Vor 35 Jahren gab es in der Umweltbibliothek eine Razzia und Verhaftungen. Die Proteste danach erschütterten die DDR nachhaltig.

Mahnwache mit Kerzen an der Berliner Zionskirche im Jahr 1987
Mahnwache am Seiteneingang der Berliner Zionskirche am 26.11.1987 Foto: Röder/epd

Fünf Tage, die das Land veränderten

Am 25. November vor 35 Jahren löste eine Stasi-Durchsuchung in der Ostberliner Umwelt-Bibliothek eine Protestwelle aus.
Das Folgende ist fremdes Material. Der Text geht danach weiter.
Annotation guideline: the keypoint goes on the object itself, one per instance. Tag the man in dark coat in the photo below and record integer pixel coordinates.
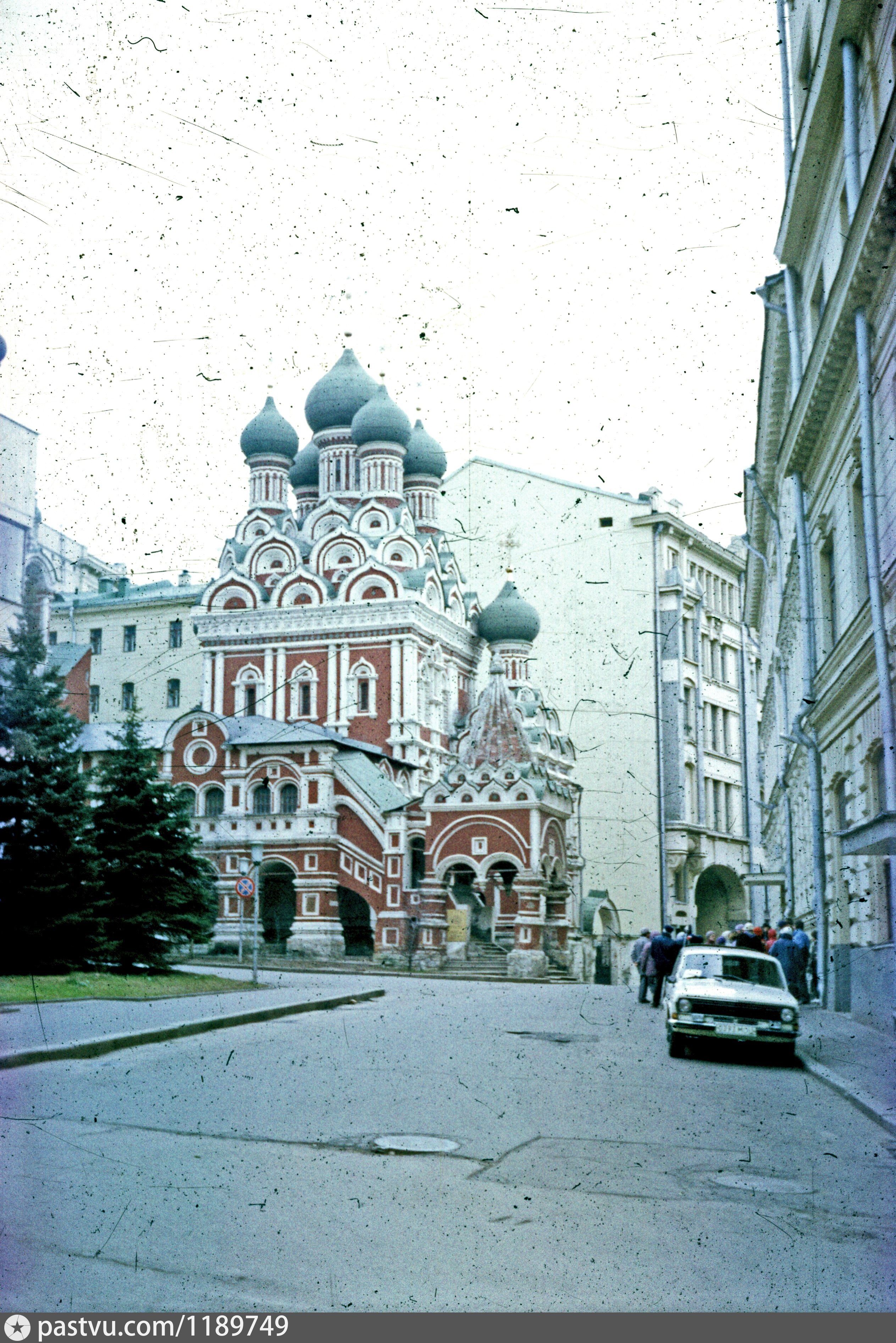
(792, 958)
(747, 938)
(664, 950)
Sie gab entscheidende Anstöße zur Friedlichen Revolution 1989

Das Ende der DDR schien weit entfernt, doch in der Umwelt-Bibliothek im Gemeindehaus der Berliner Zionskirche wuchs, von den Behörden argwöhnisch ­beäugt, der Widerstand. Für die oppositionelle Szene war sie ­zentral. Umso größer war der Protest nach dem Stasi-Überfall auf diese Institution. Er hat sich ins Gedächtnis eingebrannt.

Von Bettina Röder

Die kalte Nacht zum 25. November 1987 konnte Hans Simon (1935–2020) Zeit seines Lebens nicht vergessen. Wie er sich mit schwindender Kraft gegen die Tür seines Schlafzimmers stemmte, um seiner Frau Barbara die Schmach zu ersparen, sich vor den Stasi-Leuten ankleiden zu müssen. Die waren in Begleitung eines Staatsanwalts kurz nach 24 Uhr erschienen, traten erbarmungslos gegen die Tür. Wenige Minuten später standen Barbara und Hans Simon im Keller ihres Pfarrhauses der Ostberliner Zionskirche und trauten ihren Augen nicht.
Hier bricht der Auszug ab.